Comment 12 for bug 856764

Revision history for this message
Kevin Bringard (kbringard) wrote :

I spoke with MarkMc about this in #openstack-dev, but another thing I've discovered:

I should start by saying I'm in no way an ampq or rabbit expert. This is just based on a lot of googling, testing in my environment and trial and error. If I say something which doesn't make sense, it's quite possible it doesn't :-D

In rabbit, when master promotion occurs a slave queue will kick off all of it's consumers, but not kill the connection (http://lists.rabbitmq.com/pipermail/rabbitmq-discuss/2012-January/017341.html). An almost identical issue was brought up on the springsource client forums here: http://forum.springsource.org/archive/index.php/t-121480.html.

While the ampq libraries support connection disruption handling, they don't appear to handle channel disruption or consumer cancel notifications. The end result of which is that when a master promotion occurs in rabbit, the OpenStack services will continue to consume from a queue whose channel has been closed.

Once you get all your consumers to re-establish their channels, messages begin flowing again, but the ultimate result is that a single node failure can cause the majority (or even all) messages to stop flowing to OS services until you force them to re-establish (either by bouncing all rabbit nodes with attached/hung consumers or by restarting individual OS services).

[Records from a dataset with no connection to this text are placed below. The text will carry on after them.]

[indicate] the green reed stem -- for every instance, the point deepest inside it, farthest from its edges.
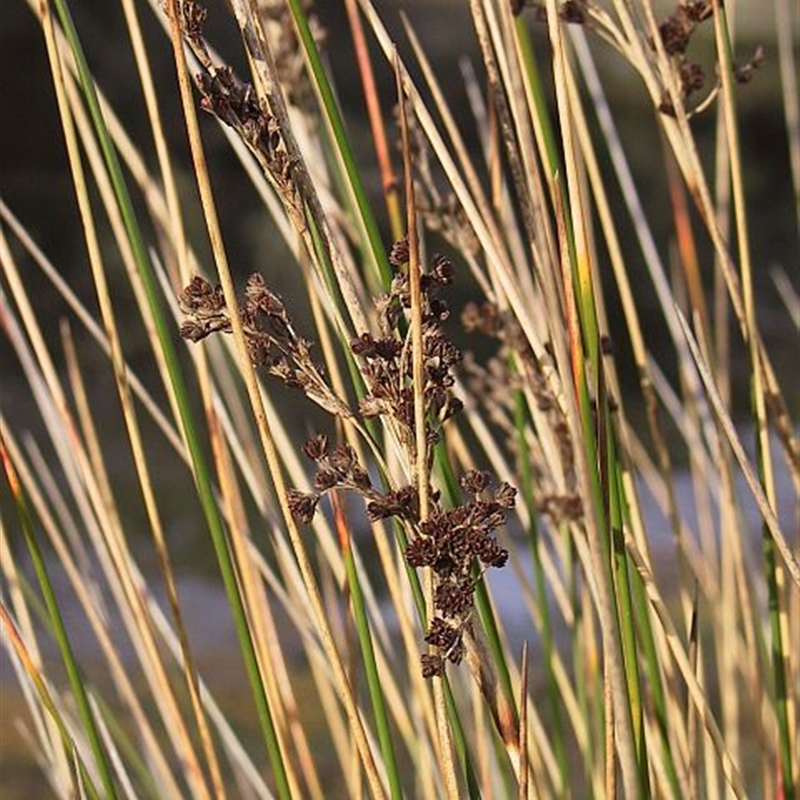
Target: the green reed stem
(59, 630)
(521, 420)
(201, 471)
(381, 273)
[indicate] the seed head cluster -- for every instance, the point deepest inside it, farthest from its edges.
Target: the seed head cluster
(386, 358)
(272, 341)
(457, 544)
(235, 103)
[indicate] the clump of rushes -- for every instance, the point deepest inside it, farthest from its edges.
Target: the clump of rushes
(272, 341)
(450, 541)
(492, 383)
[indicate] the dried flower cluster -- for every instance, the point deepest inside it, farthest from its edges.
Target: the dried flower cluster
(272, 341)
(676, 32)
(235, 103)
(450, 543)
(386, 358)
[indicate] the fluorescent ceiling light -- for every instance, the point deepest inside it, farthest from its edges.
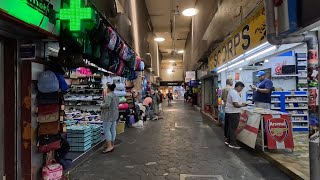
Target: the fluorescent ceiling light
(159, 39)
(221, 70)
(260, 53)
(181, 51)
(237, 63)
(190, 12)
(257, 48)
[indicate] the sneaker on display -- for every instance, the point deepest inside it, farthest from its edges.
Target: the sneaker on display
(234, 146)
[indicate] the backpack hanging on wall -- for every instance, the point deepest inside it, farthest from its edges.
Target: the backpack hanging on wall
(48, 82)
(113, 39)
(137, 63)
(121, 68)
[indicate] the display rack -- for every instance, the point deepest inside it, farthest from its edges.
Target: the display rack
(301, 64)
(293, 102)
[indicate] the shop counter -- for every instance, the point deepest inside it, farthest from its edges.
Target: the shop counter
(276, 128)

You can reproduce the effects like so:

* Determine the master for any given queue.
** I generally do this by running watch "rabbitmqctl list_queues -p /nova name slave_pids synchronised_slave_pids messages messages_unacknowledged consumers | grep -v fanout" and look for the node in the cluster which is not a slave (inherently making it the master)
* Stop rabbit on the master node
* Watch the consumers column. It should mostly drop to 0, and busy queues (such as q-plugin) will likely begin backing up
* Pick a service (quantum-server works well, as it will drain q-plugin) and validate which rabbit node it is connected to (netstat, grepping the logs of the service, or rabbitmqctl list_connections name should find it pretty easily)
* Restart said service or the rabbit broker it is connected to
*Once it restarts and/or determines the connection has been lost, the connection will be re-established
* Go back to your watch command, and you should now see the new subscriber on its specific queue

I'm adding notes here because I'm not sure if the heartbeat implementation works at the channel level, or if we need to implement consumer cancel notification support (https://lists.launchpad.net/openstack/msg15111.html).

Regardless, without properly handling master promotion in rabbit, it makes using HA queues a moot exercise as losing a single node can cause all messages to stop flowing. Given the heavy reliance on the message queue, I think we need to be especially careful how we handle this and make it as solid as possible.